Anharmonic stabilization and band gap renormalization in the perovskite CsSnI$_3$

TL;DR

This study uses self-consistent phonon theory to show how anharmonic interactions stabilize the cubic phase of CsSnI$_3$ and reveals temperature-dependent band gap renormalization due to vibrational effects.

Contribution

It introduces a method to account for anharmonic stabilization and electronic band gap changes in CsSnI$_3$ using self-consistent phonon calculations.

Findings

Anharmonic phonon interactions stabilize the cubic phase at experimental conditions.

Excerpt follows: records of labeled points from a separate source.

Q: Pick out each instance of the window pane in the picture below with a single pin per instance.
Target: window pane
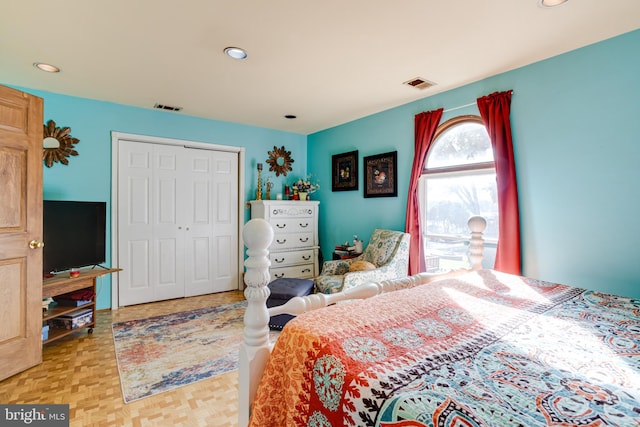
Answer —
(462, 144)
(451, 200)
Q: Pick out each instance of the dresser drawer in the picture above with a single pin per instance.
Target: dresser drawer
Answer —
(283, 259)
(292, 210)
(291, 240)
(300, 271)
(285, 225)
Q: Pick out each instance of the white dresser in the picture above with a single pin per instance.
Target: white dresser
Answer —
(294, 251)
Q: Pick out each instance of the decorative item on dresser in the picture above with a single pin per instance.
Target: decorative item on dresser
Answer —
(294, 251)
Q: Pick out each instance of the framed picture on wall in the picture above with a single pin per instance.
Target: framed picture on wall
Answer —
(344, 171)
(380, 175)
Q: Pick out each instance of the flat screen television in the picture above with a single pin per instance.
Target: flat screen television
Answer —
(74, 234)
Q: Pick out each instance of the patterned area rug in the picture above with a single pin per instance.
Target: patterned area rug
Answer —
(161, 353)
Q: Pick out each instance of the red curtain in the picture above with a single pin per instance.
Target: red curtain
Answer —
(495, 111)
(425, 128)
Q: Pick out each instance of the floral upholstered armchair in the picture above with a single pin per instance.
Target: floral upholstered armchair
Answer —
(387, 250)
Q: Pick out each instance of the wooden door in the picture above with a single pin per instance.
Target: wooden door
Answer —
(20, 223)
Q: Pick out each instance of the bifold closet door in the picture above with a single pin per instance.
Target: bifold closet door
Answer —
(176, 211)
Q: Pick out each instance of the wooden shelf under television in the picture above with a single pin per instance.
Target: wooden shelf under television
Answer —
(61, 284)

Vibrations cause an opening of the band gap at elevated temperatures.

Temperature plays a crucial role in the electronic properties of CsSnI$_3$.

Abstract

Amongst the X(Sn,Pb)Y$_3$ perovskites currently under scrutiny for their photovoltaic applications, the cubic B-$\alpha$ phase of CsSnI$_3$ is arguably the best characterized experimentally. Yet, according to the standard harmonic theory of phonons, this deceptively simple phase should not exist at all due to rotational instabilities of the SnI$_6$ octahedra. Here, employing self-consistent phonon theory we show that these soft modes are stabilized at experimental conditions through anharmonic phonon-phonon interactions between the Cs ions and their iodine cages. We further calculate the renormalization of the electronic energies due to vibrations and find an unusual opening of the band gap, estimated as 0.24 and 0.11 eV at 500 and 300 K, which we attribute to the stretching of Sn-I bonds. Our work demonstrates the important role of temperature in accurately describing these materials.